That's why Davido's module uses XS and C++. An optimised Perl implementation would have a challenge to re-invent the processor in some ways, whereas in C++, structs can be used to map one datatype over another without any conversion, bit-shifting or reassignment making it easier to simulate a 2^N bit machine, where N is arbitrary.
I think you've missed the point. You said it would be more space efficient to use a bit array vs. a hash. That's right if your inputs are small, as a bit array (in Perl or C) takes only only N bits (N being the max entry), vs. a hash which in Perl is quite large per entry. Storing the result of every prime below 10M takes about 67MB as a hash, while only 1.5MB as a bit array (could be even less with some optimizations). But if I store the result of 10k random 32-bit numbers, then the hash wins by a huge amount.

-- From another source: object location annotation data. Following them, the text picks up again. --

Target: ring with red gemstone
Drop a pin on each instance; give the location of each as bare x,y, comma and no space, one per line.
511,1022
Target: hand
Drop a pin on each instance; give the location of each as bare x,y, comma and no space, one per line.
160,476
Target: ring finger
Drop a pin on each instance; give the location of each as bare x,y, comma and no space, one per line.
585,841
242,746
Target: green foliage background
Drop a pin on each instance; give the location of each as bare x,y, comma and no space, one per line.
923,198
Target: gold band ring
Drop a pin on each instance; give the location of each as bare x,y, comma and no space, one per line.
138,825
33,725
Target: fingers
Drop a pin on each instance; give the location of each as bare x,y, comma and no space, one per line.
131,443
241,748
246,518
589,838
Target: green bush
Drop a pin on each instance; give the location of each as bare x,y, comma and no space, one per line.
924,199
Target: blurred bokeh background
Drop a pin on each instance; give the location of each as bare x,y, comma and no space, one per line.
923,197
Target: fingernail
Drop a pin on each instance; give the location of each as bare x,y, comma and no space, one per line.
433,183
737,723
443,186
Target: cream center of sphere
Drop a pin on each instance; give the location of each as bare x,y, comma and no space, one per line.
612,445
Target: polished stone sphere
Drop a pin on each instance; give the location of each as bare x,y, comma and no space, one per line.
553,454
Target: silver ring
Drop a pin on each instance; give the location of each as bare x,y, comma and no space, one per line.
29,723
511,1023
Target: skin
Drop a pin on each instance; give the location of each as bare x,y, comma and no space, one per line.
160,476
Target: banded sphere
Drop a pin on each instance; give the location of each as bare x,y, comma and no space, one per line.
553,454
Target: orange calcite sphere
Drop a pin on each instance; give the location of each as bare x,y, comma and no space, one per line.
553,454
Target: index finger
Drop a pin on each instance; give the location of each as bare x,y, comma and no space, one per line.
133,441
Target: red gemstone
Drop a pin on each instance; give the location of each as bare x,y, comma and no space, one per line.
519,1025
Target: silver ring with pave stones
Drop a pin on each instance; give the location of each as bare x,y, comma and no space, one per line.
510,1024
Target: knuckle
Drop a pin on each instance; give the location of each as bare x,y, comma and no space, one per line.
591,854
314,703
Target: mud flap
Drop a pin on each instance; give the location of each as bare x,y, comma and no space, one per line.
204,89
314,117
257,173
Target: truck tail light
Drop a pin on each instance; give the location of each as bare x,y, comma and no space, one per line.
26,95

My example was 1e18. This one entry now takes 1e18 bits to store just the single result. You can't do that, whether it is C or C++ or Perl. You need a different way to think about it. Your first solution is also a non-starter, as you certainly don't want to generate or store the 2.47e16 primes under that value. Unfortunately Math::Prime::FastSieve doesn't work at these large sizes, while Math::Prime::XS and Math::Prime::Util (ntheory) do.
Primality is not the same problem as prime generation.